44 Wisatawan Gunung Rinjani Belum Ditemukan

Gunung Rinjani
Gunung Rinjani, Lombok/ voyagegrandv.com

LOMBOK – Sejak meletusnya gunung Barujari pada Selasa (27/9/2016), ratusan wisatawan terjebak di Kawasan Taman Nasional Gunung Rinjani (TNGR), dan tim evakuasi langsung bergerak mengeluarkan mereka. Namun, hingga kini masih ada 44 wisatawan yang belum ditemukan dan tidak terdeteksi keberadaannya.

Kepala Badan Penanggulangan Bencana Daerah (BPBD) Provinsi NTB, Muhammad Rum mengatakan, sebanyak 44 orang wisatawan tersebut terdiri dari wisatawan mancanegara (wisman) maupun wisatawan nusantara (wisnus).

Kepala Badan Penanggulangan Bencana Daerah (BPBD) Provinsi NTB, H Muhammad Rum menyampaikan, pihaknya bersama tim baik unsur Basarnas, TNGR, Kepolisian terus melakukaan pendataan jumlah wisman maupun wisnus yang sudah masuk di kawasan Gunung Barujari untuk diminta keluar dari radius 3,5 kilometer.

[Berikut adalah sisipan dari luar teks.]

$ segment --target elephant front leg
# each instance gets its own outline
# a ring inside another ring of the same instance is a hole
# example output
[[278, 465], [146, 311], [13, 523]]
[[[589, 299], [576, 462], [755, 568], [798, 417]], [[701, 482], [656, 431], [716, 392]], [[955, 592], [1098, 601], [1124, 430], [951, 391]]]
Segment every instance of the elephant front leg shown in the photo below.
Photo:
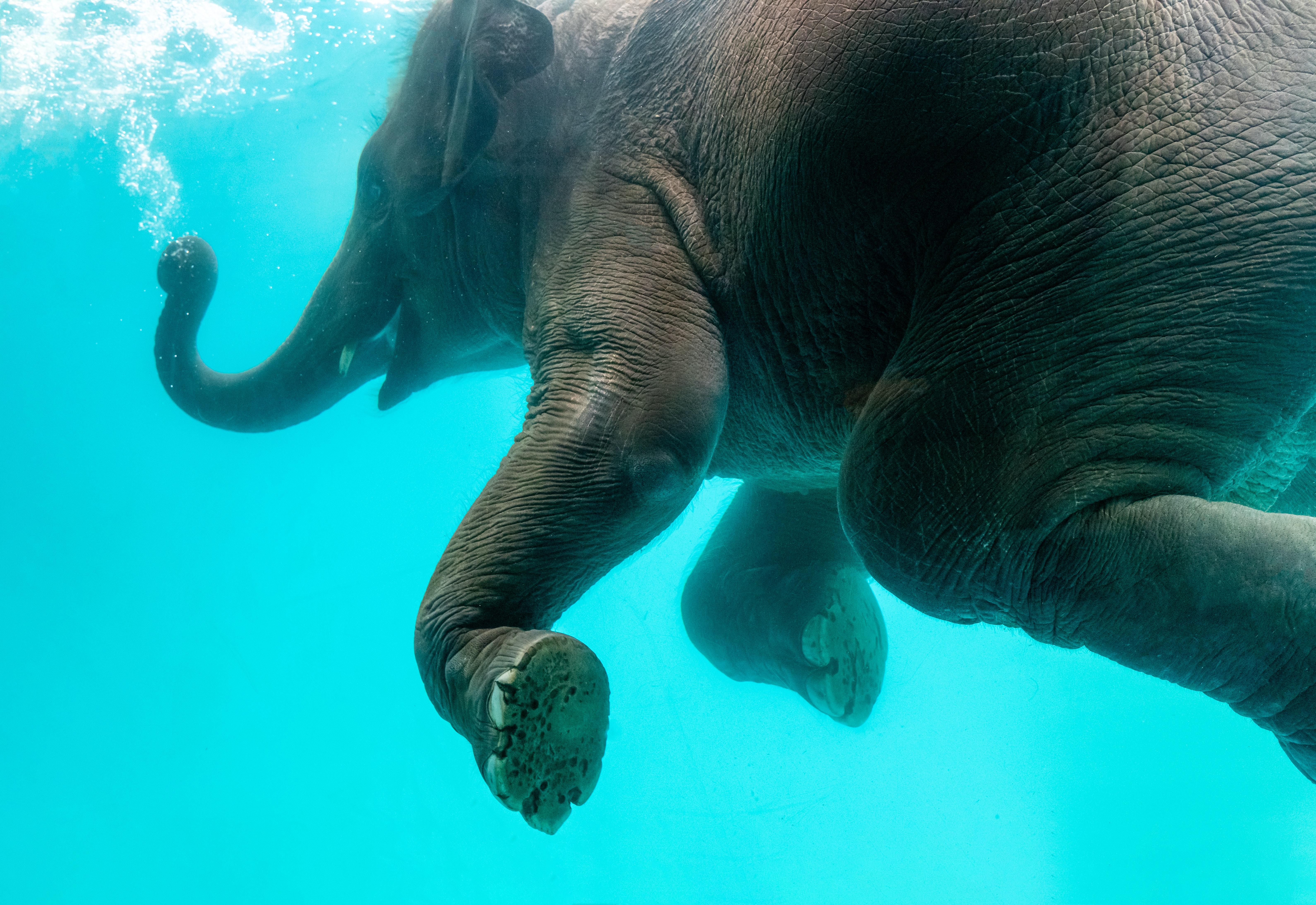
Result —
[[438, 713], [490, 790], [554, 833], [597, 781], [608, 681], [550, 631], [694, 497], [726, 406], [716, 317], [650, 192], [578, 188], [526, 312], [522, 432], [443, 552], [416, 622]]
[[726, 676], [799, 693], [859, 726], [882, 690], [882, 610], [836, 490], [742, 486], [686, 581], [691, 643]]

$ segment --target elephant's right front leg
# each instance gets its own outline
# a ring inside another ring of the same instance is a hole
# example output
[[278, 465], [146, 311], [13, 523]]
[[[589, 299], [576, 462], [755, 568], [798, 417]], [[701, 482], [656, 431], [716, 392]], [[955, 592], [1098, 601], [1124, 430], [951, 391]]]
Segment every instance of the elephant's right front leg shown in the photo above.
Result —
[[526, 423], [462, 520], [416, 622], [438, 713], [490, 790], [554, 833], [599, 777], [608, 680], [550, 631], [591, 584], [686, 507], [725, 412], [716, 319], [653, 196], [617, 184], [526, 317]]
[[686, 580], [680, 610], [691, 643], [726, 676], [788, 688], [846, 726], [873, 711], [886, 626], [834, 489], [744, 485]]

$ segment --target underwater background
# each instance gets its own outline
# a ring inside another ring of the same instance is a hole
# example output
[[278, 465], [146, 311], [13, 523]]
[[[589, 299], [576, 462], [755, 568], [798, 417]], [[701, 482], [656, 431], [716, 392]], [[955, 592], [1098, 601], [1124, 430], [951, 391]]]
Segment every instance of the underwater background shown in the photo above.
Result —
[[205, 361], [283, 340], [426, 7], [0, 1], [0, 902], [1316, 902], [1274, 736], [1087, 651], [879, 589], [862, 728], [724, 677], [679, 593], [730, 481], [558, 623], [611, 676], [588, 805], [497, 805], [412, 626], [528, 371], [238, 435], [151, 350], [184, 232]]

Berdasarkan data yang masuk ke TNGR pada 25 September melalui pintu Sembalun untuk Wisman sebanyak 86 orang, dan pintu Senaru 16 orang. Sedangkan Wisnus hanya melalui pintu Sembalun sebanyak 30 orang.

Kemudian, pada 26 September, sebanyak 136 wisman masuk melalui pintu Sembalun dan 38 lainnya lewat pintu Senaru. Sedangkan, 18 wisnus melalui pintu Sembalun. Sehari setelahnya, tercatat 112 wisman masuk melalui pintu Sembalun, dan 20 lainnya lewat pintu Senaru. Sedangkan, delapan wisnus melalui pintu Sembalun. Total wisatawan pada rentang waktu sejak 25 September hingga 27 September sebanyak 464.

Setelah meletusnya Gunung Barujari pada 27 September, Pos Pengamatan TNGR mengeluarkan rekomendasi kepada seluruh wisatawan untuk keluar dari area tersebut. Muhammad Rum menyampaikan, sebanyak 420 wisatawan telah keluar dari area tersebut pada 28-29 September.

“Artinya, yang masuk 464 orang, sedangkan yang keluar 420 orang, dan tersisa 44 orang,” katanya di Media Center Pemprov NTB, Kota Mataram, NTB, Jumat (30/9/2016), dikutip dari Republika.

Menurutnya, perbedaan selisih jumlah wisatawan yang masuk dan keluar dikarenakan ada yang keluar tidak melalui pintu Sembalun dan pintu Senaru. Ia menilai, kemungkinan wisatawan tersisa masih ada di sekitar pos-pos yang ada.

Jarak pos yang terdekat dengan kaldera adalah 3,5 kilometer, sehingga keberadaan mereka masih ditoleransi. “Karena, yang harus steril adalah radius 3 km dari kaldera,” katanya.